Life is different now: The day after

It is a little over 14 hours since my estranged spouse asked me for a divorce. I am doing OK, I guess that I did much of my mourning over the last two months, but it still really hurts. I am trying to focus on work and moving forward, but I am bothered by so much. First, why is she so unemotional to all of this? Second, why would she say that she was never happy in the relationship? Lastly, why did she hide it for so long?
A part of me knew she was going to run from the marriage, but a piece of me always thought that she would let herself open up to me enough to start talking this through. I even had a dream that she let me put the ring back on her finger (weird). I guess that would require her removing the emotional wall she put up.
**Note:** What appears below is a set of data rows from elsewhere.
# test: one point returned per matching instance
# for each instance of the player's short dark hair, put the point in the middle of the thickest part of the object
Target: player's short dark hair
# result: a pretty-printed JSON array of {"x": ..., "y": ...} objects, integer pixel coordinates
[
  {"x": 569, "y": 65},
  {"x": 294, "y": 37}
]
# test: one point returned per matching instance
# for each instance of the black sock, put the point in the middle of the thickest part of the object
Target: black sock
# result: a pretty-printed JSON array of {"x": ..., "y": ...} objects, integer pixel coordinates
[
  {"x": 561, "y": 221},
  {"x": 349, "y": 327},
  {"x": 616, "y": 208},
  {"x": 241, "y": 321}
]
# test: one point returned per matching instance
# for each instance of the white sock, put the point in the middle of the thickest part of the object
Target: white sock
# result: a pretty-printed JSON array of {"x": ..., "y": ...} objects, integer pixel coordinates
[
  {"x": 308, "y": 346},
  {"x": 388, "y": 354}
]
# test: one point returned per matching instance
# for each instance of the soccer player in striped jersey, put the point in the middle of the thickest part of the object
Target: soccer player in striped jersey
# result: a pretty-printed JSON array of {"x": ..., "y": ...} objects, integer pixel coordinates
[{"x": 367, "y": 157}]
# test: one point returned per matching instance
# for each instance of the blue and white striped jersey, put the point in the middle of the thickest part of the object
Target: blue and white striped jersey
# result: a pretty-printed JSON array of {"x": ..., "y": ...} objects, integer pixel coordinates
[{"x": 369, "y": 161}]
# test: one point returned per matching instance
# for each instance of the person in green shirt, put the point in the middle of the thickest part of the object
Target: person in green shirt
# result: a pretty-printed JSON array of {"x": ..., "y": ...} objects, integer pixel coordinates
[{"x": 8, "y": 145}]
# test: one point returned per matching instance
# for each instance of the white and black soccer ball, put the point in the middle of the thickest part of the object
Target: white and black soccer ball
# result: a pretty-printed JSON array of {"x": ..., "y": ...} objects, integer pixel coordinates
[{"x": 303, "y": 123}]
It still bothers me that she now has a secret life somewhere in Ann Arbor, but I need to let that go. She is running from something and sooner or later it will catch up with her. It bothers me that she will not go to counseling to delve into what is the core of her issues, as I have been told that it is not truly our marriage or me. I would just hate for a big mistake to be made.
Sometimes I wonder if she is so buried by her school, work and side project that she has not really taken the time to evaluate things as deeply as I have.
I have taken the last of the wedding photos and marriage contract and put them away. I will burn the contract once the divorce is final.
I have been praying a lot lately and in part asking God why are you punishing me and my family so much. Have we not suffered enough. What have we done to deserve all this torment and pain? why have so many of my friends gone through so much suffering over the last year? Only god knows.